Pasaron nueve meses antes de que publicara mis primeros hallazgos, y para entonces Agca ya estaba hablando en privado con un juez italiano. Cuando se efectuaron los primeros arrestos fruto de su confesión, a finales de noviembre de 1982, su imagen estaba tan perfectamente deformada que casi nadie estaba dispuesto a creerle, y quienes tal vez hubiesen querido prestarle oído quedaron desalentados por las filtraciones semioficiales a la prensa. Un portavoz del Whitehall de Londres previno contra la tendencia a prestar crédito a «convictos que “cantan” para salir de la cárcel». y ello mientras circulaban por Europa rumores de que Agca dijo lo que le mandó decir la propia CIA.
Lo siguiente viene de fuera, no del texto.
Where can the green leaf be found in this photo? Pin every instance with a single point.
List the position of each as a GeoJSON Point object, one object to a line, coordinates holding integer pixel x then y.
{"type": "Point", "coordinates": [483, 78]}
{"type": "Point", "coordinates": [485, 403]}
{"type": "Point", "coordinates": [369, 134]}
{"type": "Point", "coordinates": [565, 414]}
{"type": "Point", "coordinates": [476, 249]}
Retrospectivamente, sorprende que esa historia hubiera podido propagarse con tanta rapidez y facilidad, ante los ojos de varios centenares de periodistas llegados a Roma desde todos los rincones del globo para informar del atentado contra el Papa. Durante un fugaz instante, la verdad estuvo al alcance de todos, y seguidamente se esfumó. A la primera señal de una probable conspiración, el gobierno y los dirigentes de la Iglesia percibieron los peligros de exponerla. De la noche a la mañana se alzó una pared de espejos que desvió nuestra visión desde todos los ángulos.

En general, la existencia de esa pared pareció escapar a la atención de los corresponsales de prensa, absortos como estaban en el drama inmediato. Apenas media docena de reporteros se mantuvieron en sus trece, tratando de ver más allá de la pared, desde Roma hasta Ankara y Estambul, Viena, Zurich, Hamburgo, Múnich o Bonn. Por ello nuestros colegas nos consideraban con irónico escepticismo, y un formidable dispositivo político occidental —organizado por izquierda, derecha y centro— así como los servicios secretos de Occidente, incluida la CIA, nos contemplaban con una irritación que iba en aumento. Con el tiempo, llegaron a ver en nosotros una amenaza internacional, capaz de poner en peligro la paz entre las naciones, y tal vez todo el orden planetario. Estos sentimientos se endurecerían para convertirse en una asombrosa hostilidad al ser respaldados nuestros hallazgos por los tribunales italianos.